Aber wer verhetzt in unserem Fall wen? Auf jeden Fall ist das Objekt der Verhetzung schon im Wort selbst enthalten: das Volk. Da kann man nun wirklich nicht einfach eine nähere Bestimmung im Genitiv anhängen, nur weil die Gruppe, gegen die angeblich gehetzt wird, unbedingt noch in der Überschrift untergebracht werden soll. So falsch diese Fügung grammatisch ist, so zweideutig ist sie auch: die Deutung, daß sich Homosexuelle einer Volksverhetzung schuldig gemacht haben, läßt er ohne weiteres zu.

Ich will an dieser Stelle einmal im Wortlaut anfügen, was eine Volksverhetzung im Sinne des Gesetzgebers ist:

Wer in einer Weise, die geeignet ist, den öffentlichen Frieden zu stören,

  1. gegen eine nationale, rassische, religiöse oder durch ihre ethnische Herkunft bestimmte Gruppe, gegen Teile der Bevölkerung oder gegen einen Einzelnen wegen seiner Zugehörigkeit zu einer vorbezeichneten Gruppe oder zu einem Teil der Bevölkerung zum Hass aufstachelt, zu Gewalt- oder Willkürmaßnahmen auffordert oder
  2. die Menschenwürde anderer dadurch angreift, dass er eine vorbezeichnete Gruppe, Teile der Bevölkerung oder einen Einzelnen wegen seiner Zugehörigkeit zu einer vorbezeichneten Gruppe oder zu einem Teil der Bevölkerung beschimpft, böswillig verächtlich macht oder verleumdet,

wird mit Freiheitsstrafe von drei Monaten bis zu fünf Jahren bestraft.
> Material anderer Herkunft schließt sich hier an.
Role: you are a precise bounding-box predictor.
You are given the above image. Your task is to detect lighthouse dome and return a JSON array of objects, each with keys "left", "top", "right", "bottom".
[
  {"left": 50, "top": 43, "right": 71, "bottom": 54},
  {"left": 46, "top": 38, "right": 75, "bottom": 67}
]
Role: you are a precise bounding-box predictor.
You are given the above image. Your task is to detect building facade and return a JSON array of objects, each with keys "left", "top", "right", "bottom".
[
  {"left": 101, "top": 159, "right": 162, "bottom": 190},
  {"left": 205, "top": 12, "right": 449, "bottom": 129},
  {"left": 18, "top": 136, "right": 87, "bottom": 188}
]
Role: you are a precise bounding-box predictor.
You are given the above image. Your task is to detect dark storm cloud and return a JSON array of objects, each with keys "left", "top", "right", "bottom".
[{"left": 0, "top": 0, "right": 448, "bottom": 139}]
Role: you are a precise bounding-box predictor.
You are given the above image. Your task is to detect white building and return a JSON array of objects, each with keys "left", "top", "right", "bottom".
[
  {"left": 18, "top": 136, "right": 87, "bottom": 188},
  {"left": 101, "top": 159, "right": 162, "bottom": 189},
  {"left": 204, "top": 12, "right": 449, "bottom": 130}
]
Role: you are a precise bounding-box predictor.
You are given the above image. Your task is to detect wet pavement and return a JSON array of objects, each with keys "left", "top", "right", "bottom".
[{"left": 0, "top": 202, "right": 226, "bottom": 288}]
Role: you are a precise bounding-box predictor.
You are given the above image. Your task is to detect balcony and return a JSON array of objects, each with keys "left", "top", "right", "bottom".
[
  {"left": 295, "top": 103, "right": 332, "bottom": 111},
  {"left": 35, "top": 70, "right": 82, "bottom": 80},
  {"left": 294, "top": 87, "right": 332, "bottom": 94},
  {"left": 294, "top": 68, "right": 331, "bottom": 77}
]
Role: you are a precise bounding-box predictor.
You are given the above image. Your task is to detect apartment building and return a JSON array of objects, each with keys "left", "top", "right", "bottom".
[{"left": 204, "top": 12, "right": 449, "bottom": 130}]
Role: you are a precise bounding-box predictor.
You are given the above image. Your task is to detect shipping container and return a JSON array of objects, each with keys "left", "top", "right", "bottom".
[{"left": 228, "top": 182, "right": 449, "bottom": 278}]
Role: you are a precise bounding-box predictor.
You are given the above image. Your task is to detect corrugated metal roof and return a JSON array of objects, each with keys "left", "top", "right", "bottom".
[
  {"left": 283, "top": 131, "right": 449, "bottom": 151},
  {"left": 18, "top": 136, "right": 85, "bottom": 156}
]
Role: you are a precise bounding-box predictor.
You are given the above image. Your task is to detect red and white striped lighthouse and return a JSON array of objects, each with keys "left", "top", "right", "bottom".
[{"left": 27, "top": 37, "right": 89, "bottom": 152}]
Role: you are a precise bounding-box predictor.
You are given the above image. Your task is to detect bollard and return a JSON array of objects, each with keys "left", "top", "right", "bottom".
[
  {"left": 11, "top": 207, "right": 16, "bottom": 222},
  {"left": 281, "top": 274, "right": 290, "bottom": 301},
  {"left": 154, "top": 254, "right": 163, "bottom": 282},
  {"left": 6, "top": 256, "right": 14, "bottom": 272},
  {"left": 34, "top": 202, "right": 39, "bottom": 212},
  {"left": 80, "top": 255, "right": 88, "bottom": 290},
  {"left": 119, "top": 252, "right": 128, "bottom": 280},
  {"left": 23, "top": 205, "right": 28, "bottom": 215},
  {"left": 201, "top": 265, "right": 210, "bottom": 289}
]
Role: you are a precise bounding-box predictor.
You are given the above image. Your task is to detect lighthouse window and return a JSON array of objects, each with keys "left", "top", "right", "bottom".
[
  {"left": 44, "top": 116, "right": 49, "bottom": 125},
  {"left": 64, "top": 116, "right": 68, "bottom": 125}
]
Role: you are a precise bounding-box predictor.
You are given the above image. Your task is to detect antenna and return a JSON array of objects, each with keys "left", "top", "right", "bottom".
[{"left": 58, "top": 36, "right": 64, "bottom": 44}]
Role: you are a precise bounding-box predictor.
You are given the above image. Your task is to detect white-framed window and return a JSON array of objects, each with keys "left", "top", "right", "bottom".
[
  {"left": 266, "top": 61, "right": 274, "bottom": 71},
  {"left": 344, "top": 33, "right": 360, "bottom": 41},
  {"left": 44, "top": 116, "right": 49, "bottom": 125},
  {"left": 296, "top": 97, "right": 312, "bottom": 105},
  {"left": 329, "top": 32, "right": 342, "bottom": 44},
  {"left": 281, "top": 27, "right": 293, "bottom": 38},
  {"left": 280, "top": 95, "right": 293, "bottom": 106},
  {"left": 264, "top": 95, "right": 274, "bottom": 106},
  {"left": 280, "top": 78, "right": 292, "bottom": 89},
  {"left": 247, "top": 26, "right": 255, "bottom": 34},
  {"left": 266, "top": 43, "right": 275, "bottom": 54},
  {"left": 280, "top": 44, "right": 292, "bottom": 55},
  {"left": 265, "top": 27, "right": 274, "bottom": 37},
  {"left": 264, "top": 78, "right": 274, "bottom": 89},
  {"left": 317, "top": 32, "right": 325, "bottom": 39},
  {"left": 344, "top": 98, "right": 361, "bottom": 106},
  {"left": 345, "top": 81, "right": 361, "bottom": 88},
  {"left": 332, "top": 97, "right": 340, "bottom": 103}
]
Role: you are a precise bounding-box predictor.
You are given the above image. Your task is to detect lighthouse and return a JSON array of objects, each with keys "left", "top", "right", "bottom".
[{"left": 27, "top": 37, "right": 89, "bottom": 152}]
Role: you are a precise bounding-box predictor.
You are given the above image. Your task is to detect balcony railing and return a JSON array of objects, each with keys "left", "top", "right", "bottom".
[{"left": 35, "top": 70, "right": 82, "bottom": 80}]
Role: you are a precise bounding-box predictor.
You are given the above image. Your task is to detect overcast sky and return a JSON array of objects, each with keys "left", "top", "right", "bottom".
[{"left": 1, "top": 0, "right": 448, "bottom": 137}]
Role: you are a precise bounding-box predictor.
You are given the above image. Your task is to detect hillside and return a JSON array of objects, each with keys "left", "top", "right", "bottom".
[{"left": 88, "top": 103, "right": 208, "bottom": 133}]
Nicht auszudenken, wenn man diesen auf den ersten Blick vernünftigen Paragraphen auch auf Kommentare im Internet konsequent anwenden würde. Aber leider scheitern die meisten Klagen schon daran, daß ein Text oder eine Rede geeignet sein muß, „den öffentlichen Frieden zu stören“.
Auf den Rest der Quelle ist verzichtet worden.